Learning Using Privileged Information for Zero-Shot Action Recognition
This work addresses the challenge of recognizing unseen video actions, which is important for applications like video analysis, but it is incremental as it builds on existing zero-shot learning frameworks.
The paper tackles the problem of zero-shot action recognition by using object semantics as privileged information to narrow the semantic gap between visual and semantic spaces, resulting in state-of-the-art performance on Olympic Sports, HMDB51, and UCF101 datasets.

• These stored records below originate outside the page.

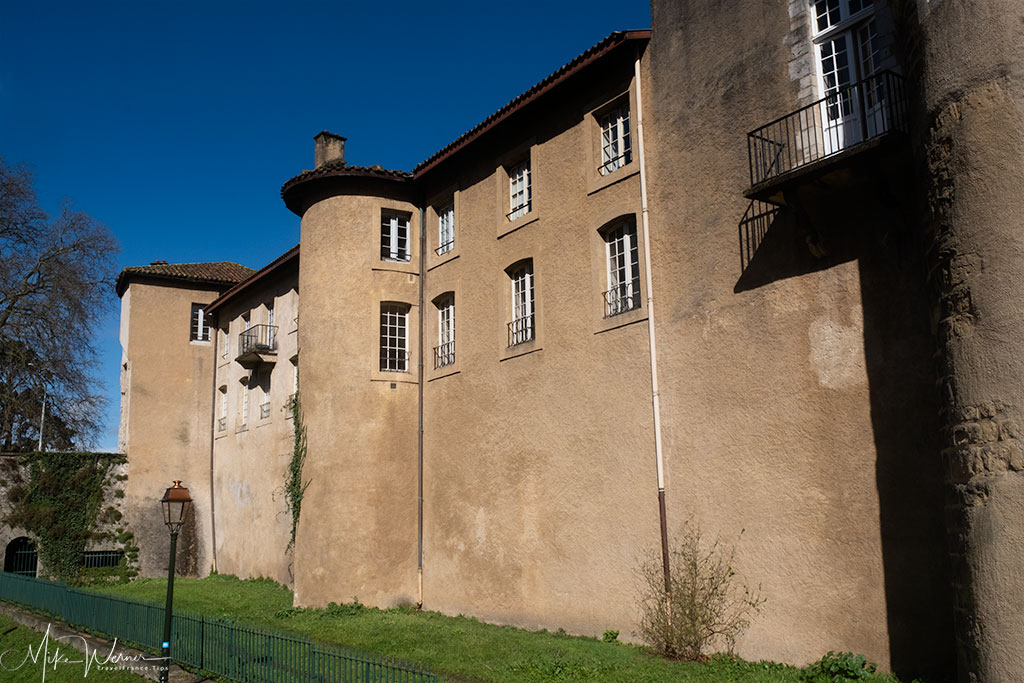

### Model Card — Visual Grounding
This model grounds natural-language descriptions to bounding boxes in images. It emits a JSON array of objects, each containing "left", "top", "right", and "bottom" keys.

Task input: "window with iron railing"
[
  {"left": 597, "top": 103, "right": 633, "bottom": 175},
  {"left": 505, "top": 160, "right": 534, "bottom": 220},
  {"left": 434, "top": 294, "right": 455, "bottom": 370},
  {"left": 380, "top": 303, "right": 409, "bottom": 373},
  {"left": 381, "top": 211, "right": 410, "bottom": 263},
  {"left": 188, "top": 303, "right": 210, "bottom": 341},
  {"left": 508, "top": 260, "right": 537, "bottom": 346},
  {"left": 604, "top": 221, "right": 640, "bottom": 317},
  {"left": 434, "top": 204, "right": 455, "bottom": 256},
  {"left": 239, "top": 325, "right": 278, "bottom": 355}
]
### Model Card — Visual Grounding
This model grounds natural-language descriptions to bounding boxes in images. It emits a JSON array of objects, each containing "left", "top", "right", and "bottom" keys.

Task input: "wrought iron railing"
[
  {"left": 0, "top": 573, "right": 437, "bottom": 683},
  {"left": 434, "top": 340, "right": 455, "bottom": 370},
  {"left": 239, "top": 325, "right": 278, "bottom": 355},
  {"left": 509, "top": 313, "right": 534, "bottom": 346},
  {"left": 82, "top": 550, "right": 125, "bottom": 569},
  {"left": 604, "top": 280, "right": 640, "bottom": 317},
  {"left": 746, "top": 71, "right": 907, "bottom": 187}
]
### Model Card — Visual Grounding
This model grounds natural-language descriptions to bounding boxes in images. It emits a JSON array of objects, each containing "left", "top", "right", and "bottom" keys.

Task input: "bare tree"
[{"left": 0, "top": 159, "right": 118, "bottom": 452}]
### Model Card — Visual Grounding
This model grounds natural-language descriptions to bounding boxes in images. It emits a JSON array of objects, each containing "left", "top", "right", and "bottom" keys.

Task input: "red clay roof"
[
  {"left": 206, "top": 245, "right": 299, "bottom": 313},
  {"left": 413, "top": 29, "right": 650, "bottom": 177},
  {"left": 117, "top": 261, "right": 255, "bottom": 296},
  {"left": 281, "top": 160, "right": 413, "bottom": 197}
]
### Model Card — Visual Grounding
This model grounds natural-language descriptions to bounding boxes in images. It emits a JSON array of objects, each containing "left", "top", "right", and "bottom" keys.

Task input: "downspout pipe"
[
  {"left": 633, "top": 51, "right": 672, "bottom": 593},
  {"left": 210, "top": 317, "right": 220, "bottom": 573},
  {"left": 416, "top": 207, "right": 427, "bottom": 609}
]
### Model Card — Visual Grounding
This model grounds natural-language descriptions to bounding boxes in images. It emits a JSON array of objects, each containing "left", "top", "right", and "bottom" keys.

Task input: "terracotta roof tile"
[
  {"left": 413, "top": 29, "right": 650, "bottom": 176},
  {"left": 281, "top": 160, "right": 413, "bottom": 197},
  {"left": 117, "top": 261, "right": 256, "bottom": 296}
]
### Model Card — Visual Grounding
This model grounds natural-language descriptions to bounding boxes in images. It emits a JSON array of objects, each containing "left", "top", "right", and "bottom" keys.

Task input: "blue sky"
[{"left": 0, "top": 0, "right": 650, "bottom": 451}]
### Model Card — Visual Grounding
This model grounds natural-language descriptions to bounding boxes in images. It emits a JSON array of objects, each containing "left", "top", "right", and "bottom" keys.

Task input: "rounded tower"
[{"left": 282, "top": 132, "right": 420, "bottom": 606}]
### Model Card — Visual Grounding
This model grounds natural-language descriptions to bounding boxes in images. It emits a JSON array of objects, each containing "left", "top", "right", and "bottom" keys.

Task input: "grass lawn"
[
  {"left": 0, "top": 614, "right": 146, "bottom": 683},
  {"left": 95, "top": 574, "right": 896, "bottom": 683}
]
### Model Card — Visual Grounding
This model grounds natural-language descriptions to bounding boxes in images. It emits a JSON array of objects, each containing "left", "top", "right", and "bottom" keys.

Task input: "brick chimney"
[{"left": 313, "top": 130, "right": 347, "bottom": 168}]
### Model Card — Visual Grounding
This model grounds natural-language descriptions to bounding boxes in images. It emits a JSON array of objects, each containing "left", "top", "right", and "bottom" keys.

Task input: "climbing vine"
[
  {"left": 285, "top": 392, "right": 309, "bottom": 553},
  {"left": 3, "top": 453, "right": 137, "bottom": 584}
]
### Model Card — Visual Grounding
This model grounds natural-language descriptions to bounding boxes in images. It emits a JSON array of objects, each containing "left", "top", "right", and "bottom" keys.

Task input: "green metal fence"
[{"left": 0, "top": 572, "right": 437, "bottom": 683}]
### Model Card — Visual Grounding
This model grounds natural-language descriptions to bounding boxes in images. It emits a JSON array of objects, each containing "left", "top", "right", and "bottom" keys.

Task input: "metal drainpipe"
[
  {"left": 633, "top": 53, "right": 672, "bottom": 593},
  {"left": 416, "top": 207, "right": 427, "bottom": 609},
  {"left": 210, "top": 317, "right": 220, "bottom": 573}
]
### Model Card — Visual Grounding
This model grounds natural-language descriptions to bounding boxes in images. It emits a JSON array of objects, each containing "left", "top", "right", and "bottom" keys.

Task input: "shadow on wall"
[{"left": 734, "top": 188, "right": 955, "bottom": 681}]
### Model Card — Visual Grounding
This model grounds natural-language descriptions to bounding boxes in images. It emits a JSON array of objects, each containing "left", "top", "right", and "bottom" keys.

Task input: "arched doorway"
[{"left": 3, "top": 536, "right": 38, "bottom": 577}]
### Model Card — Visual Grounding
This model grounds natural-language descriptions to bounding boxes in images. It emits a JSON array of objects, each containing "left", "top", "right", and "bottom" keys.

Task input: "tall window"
[
  {"left": 434, "top": 294, "right": 455, "bottom": 369},
  {"left": 508, "top": 261, "right": 536, "bottom": 346},
  {"left": 259, "top": 372, "right": 270, "bottom": 420},
  {"left": 604, "top": 221, "right": 640, "bottom": 317},
  {"left": 217, "top": 386, "right": 227, "bottom": 432},
  {"left": 508, "top": 160, "right": 534, "bottom": 220},
  {"left": 188, "top": 303, "right": 210, "bottom": 341},
  {"left": 239, "top": 382, "right": 249, "bottom": 425},
  {"left": 435, "top": 204, "right": 455, "bottom": 256},
  {"left": 381, "top": 211, "right": 409, "bottom": 262},
  {"left": 381, "top": 303, "right": 409, "bottom": 373},
  {"left": 598, "top": 104, "right": 633, "bottom": 175}
]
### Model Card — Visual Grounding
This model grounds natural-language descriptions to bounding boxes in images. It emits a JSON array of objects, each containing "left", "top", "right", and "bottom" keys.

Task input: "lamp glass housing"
[{"left": 160, "top": 481, "right": 191, "bottom": 533}]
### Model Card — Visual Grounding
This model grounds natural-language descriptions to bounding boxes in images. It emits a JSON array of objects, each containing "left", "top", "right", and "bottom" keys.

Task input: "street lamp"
[{"left": 160, "top": 480, "right": 191, "bottom": 683}]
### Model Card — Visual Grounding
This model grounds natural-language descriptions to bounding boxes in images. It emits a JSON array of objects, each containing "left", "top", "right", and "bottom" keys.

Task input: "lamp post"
[{"left": 160, "top": 480, "right": 191, "bottom": 683}]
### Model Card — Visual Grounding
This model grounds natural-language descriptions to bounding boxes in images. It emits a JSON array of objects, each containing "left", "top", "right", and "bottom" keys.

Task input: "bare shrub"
[{"left": 636, "top": 524, "right": 765, "bottom": 661}]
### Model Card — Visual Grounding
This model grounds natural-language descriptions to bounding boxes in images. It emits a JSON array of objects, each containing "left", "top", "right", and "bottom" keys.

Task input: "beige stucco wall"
[
  {"left": 916, "top": 0, "right": 1024, "bottom": 682},
  {"left": 415, "top": 57, "right": 658, "bottom": 637},
  {"left": 121, "top": 282, "right": 218, "bottom": 575},
  {"left": 295, "top": 189, "right": 419, "bottom": 606},
  {"left": 210, "top": 269, "right": 299, "bottom": 585},
  {"left": 646, "top": 2, "right": 949, "bottom": 671}
]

Zero-Shot Action Recognition (ZSAR) aims to recognize video actions that have never been seen during training. Most existing methods assume a shared semantic space between seen and unseen actions and intend to directly learn a mapping from a visual space to the semantic space. This approach has been challenged by the semantic gap between the visual space and semantic space. This paper presents a novel method that uses object semantics as privileged information to narrow the semantic gap and, hence, effectively, assist the learning. In particular, a simple hallucination network is proposed to implicitly extract object semantics during testing without explicitly extracting objects and a cross-attention module is developed to augment visual feature with the object semantics. Experiments on the Olympic Sports, HMDB51 and UCF101 datasets have shown that the proposed method outperforms the state-of-the-art methods by a large margin.